All of these factors together mean that this year (2023-24), the disposable income for a single parent earning the minimum wage with one child is only 4 per cent higher in real terms than in 2013-14. Even more strikingly, for a couple both earning the minimum wage with three children, their real disposable income is 3 per cent lower this year than it would have been a decade ago. In both cases, this is despite a 27 per cent real-terms increase in those families’ wages over this period.


All of this goes to show why, when the Chancellor sets the actual minimum wage uprating for next year (likely at the Autumn Statement), it is important to consider that policy announcement in the round. As we set out in our Living Standards Outlook in September, our current expectation is that incomes at the bottom of the working-age income distribution will fall next year – even if benefits are uprated in line with inflation, which worryingly has been called into question in recent weeks. Some families earning the minimum wage will see a considerable income boost from the higher minimum wage. But for many others, the benefits system remains a critical determinant of their household income.

[1] Throughout this note, we consider the value of the adult-rate national minimum wage only.

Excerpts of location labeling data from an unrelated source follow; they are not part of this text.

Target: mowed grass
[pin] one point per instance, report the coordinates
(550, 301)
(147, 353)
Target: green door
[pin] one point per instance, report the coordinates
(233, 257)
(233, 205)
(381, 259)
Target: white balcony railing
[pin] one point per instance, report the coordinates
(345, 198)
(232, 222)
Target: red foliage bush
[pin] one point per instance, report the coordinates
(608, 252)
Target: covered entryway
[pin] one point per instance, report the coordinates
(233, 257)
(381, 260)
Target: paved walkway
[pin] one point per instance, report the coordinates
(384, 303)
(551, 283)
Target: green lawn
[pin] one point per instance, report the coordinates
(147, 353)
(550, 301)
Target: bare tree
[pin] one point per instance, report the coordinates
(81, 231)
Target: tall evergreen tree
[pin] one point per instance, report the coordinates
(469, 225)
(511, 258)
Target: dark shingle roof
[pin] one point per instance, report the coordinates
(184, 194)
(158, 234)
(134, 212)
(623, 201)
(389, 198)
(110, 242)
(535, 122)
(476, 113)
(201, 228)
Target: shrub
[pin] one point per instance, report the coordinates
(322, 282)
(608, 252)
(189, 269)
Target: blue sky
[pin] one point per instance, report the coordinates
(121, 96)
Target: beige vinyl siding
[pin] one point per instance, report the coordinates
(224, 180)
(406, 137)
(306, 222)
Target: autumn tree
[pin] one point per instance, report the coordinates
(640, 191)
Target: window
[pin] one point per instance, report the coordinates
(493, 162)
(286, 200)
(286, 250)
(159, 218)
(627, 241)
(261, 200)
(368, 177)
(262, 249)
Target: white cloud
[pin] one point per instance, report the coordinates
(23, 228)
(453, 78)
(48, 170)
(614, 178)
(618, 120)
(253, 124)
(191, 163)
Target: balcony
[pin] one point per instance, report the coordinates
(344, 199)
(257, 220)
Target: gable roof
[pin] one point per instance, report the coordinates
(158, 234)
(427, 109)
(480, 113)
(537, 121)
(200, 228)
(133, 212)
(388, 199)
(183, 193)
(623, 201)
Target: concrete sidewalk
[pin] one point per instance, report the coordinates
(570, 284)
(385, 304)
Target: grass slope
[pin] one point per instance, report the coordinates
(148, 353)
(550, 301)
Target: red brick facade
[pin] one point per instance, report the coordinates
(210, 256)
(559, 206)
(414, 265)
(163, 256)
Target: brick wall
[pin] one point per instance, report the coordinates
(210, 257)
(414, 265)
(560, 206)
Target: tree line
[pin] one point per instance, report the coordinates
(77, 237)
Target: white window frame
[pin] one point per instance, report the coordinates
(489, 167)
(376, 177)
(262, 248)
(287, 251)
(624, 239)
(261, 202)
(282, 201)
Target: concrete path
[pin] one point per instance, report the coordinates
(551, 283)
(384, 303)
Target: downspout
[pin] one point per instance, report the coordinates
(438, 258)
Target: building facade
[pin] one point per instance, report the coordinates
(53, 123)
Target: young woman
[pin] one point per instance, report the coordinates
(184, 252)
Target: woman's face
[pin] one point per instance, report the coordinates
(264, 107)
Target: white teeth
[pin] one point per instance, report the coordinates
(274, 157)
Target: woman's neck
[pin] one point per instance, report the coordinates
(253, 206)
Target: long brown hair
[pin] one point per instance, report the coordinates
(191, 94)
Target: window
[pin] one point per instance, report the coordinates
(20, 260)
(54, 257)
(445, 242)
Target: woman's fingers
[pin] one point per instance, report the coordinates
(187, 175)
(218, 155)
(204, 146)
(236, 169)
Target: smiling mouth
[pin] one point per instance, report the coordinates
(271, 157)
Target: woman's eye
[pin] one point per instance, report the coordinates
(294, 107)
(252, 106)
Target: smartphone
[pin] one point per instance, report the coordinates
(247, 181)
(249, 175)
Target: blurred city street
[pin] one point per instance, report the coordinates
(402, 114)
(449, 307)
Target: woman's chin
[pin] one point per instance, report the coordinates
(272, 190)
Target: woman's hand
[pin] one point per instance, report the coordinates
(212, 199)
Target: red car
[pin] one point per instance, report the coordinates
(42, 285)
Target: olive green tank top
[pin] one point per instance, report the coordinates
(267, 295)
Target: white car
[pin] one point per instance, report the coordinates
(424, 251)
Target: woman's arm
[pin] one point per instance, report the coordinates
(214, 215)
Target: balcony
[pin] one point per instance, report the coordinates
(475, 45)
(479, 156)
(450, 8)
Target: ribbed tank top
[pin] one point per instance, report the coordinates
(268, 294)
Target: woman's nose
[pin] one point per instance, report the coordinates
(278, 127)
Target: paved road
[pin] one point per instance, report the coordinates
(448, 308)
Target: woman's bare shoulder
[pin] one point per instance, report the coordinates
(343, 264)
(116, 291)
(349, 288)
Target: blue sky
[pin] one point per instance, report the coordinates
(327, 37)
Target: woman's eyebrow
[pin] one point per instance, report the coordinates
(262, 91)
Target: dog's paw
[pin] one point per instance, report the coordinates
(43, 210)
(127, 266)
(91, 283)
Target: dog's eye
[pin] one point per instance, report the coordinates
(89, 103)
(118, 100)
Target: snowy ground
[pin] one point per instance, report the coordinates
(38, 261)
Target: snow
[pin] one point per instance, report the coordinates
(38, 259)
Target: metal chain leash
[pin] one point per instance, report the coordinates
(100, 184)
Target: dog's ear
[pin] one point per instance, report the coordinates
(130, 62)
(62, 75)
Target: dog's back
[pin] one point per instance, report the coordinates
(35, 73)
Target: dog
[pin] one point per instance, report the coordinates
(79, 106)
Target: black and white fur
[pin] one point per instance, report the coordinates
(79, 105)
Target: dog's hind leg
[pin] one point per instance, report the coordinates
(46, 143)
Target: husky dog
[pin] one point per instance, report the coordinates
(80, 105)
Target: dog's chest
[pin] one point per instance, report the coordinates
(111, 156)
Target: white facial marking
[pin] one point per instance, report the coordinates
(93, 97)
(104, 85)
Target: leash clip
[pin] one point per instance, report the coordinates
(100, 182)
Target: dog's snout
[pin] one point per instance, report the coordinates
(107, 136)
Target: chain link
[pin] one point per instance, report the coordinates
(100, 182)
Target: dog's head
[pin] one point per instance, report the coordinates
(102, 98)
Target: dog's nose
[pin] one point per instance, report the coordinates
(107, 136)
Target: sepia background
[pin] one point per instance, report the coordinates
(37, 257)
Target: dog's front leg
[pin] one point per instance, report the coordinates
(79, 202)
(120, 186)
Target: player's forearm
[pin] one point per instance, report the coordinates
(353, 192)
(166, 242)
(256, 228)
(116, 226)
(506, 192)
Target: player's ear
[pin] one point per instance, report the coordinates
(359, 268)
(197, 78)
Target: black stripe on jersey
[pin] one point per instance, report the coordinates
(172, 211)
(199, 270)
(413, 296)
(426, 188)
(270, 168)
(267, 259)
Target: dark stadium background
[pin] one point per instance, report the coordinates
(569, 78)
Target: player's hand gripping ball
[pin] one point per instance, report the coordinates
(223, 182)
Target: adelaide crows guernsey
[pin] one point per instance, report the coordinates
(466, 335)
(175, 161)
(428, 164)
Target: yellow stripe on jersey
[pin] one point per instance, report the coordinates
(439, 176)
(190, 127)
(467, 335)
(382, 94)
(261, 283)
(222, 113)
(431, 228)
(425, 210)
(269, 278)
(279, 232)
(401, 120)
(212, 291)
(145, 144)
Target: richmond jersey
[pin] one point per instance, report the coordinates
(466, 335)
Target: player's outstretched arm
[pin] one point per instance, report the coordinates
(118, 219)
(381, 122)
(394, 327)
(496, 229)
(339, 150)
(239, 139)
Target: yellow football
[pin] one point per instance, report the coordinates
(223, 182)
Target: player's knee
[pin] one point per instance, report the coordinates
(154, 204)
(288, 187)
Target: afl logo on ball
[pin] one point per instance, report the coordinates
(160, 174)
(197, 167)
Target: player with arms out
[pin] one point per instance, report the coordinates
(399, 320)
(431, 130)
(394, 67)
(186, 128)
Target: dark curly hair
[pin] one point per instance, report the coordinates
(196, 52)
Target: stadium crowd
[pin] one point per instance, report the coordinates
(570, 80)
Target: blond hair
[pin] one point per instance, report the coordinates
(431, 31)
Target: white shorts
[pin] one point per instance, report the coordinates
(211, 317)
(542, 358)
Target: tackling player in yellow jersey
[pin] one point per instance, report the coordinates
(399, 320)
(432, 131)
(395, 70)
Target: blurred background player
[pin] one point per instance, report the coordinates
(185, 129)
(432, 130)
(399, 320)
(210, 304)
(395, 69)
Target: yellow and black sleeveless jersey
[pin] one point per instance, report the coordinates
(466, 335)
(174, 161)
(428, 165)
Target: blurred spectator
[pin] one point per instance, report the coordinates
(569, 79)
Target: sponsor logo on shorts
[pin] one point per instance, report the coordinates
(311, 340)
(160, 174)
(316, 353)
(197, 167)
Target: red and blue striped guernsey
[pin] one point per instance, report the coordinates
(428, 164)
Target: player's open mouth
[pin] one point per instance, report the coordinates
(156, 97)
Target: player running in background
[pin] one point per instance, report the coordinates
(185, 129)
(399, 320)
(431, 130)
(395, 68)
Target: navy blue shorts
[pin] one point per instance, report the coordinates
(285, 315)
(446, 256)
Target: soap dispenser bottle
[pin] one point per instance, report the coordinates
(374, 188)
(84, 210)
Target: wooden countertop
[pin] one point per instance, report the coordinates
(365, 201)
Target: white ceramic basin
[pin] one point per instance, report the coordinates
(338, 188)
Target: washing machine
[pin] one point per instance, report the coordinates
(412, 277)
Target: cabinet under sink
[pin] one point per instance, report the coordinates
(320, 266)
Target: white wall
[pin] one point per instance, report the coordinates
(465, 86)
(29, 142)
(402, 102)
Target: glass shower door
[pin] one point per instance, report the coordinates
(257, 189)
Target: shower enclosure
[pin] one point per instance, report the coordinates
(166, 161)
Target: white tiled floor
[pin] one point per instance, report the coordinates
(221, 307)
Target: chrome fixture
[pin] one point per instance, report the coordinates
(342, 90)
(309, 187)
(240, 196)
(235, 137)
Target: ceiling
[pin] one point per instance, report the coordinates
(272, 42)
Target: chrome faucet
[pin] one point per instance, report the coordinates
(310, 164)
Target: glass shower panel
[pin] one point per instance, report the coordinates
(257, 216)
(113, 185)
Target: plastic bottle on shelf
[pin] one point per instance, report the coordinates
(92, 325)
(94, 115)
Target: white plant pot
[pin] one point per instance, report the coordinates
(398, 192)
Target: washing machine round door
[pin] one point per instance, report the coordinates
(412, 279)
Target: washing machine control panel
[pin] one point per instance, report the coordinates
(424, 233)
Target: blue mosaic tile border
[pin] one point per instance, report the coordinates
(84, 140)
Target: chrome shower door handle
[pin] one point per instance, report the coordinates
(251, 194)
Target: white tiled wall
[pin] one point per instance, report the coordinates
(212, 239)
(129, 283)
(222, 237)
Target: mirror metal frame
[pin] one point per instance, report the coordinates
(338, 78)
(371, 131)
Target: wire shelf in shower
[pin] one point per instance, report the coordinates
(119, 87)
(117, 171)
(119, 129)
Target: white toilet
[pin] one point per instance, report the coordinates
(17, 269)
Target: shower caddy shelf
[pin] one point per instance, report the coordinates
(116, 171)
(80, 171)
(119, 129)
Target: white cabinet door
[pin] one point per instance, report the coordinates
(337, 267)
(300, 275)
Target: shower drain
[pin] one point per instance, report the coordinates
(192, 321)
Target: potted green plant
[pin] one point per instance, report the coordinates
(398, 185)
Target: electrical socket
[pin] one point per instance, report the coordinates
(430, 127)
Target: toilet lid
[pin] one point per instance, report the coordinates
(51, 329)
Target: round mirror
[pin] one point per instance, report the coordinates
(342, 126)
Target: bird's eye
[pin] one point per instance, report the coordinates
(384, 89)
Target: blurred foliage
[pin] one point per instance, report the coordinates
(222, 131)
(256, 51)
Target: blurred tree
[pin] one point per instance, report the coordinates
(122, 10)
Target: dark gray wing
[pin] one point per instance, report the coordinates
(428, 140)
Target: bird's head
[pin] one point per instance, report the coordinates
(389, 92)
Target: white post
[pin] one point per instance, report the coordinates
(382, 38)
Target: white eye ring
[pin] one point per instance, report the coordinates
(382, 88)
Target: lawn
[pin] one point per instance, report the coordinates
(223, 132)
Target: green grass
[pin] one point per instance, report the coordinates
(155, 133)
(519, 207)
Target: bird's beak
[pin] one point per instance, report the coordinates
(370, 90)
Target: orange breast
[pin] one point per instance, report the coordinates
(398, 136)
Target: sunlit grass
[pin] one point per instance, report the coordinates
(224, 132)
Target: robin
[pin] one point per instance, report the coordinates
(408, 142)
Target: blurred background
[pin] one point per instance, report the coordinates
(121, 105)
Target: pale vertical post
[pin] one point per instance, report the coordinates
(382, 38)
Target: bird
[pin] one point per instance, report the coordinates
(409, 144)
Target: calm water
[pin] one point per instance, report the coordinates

However, around 124,000 workers currently on the 21-22-year-old minimum wage rate will receive a significant boost if, as is expected, the adult rate (known as the National Living Wage) is extended to this age group in 2024. The minimum wage rates that apply to 16-17-year-olds, 18-20-year-olds and first-year apprentices will also be uprated next April; in recent years these rates have been increased by the same proportion as the adult rate.
[2] In theory, the Chancellor could disregard the LPC’s recommendations – but this is highly unlikely, not least because he has already committed to implementing this year’s recommended rates.
[3] Although average weekly earnings and median hourly pay are different measures of wage growth, they tend to grow at similar rates, so growth in (timelier) AWE can be used as a proxy for typical hourly pay which is only available once a year through ASHE.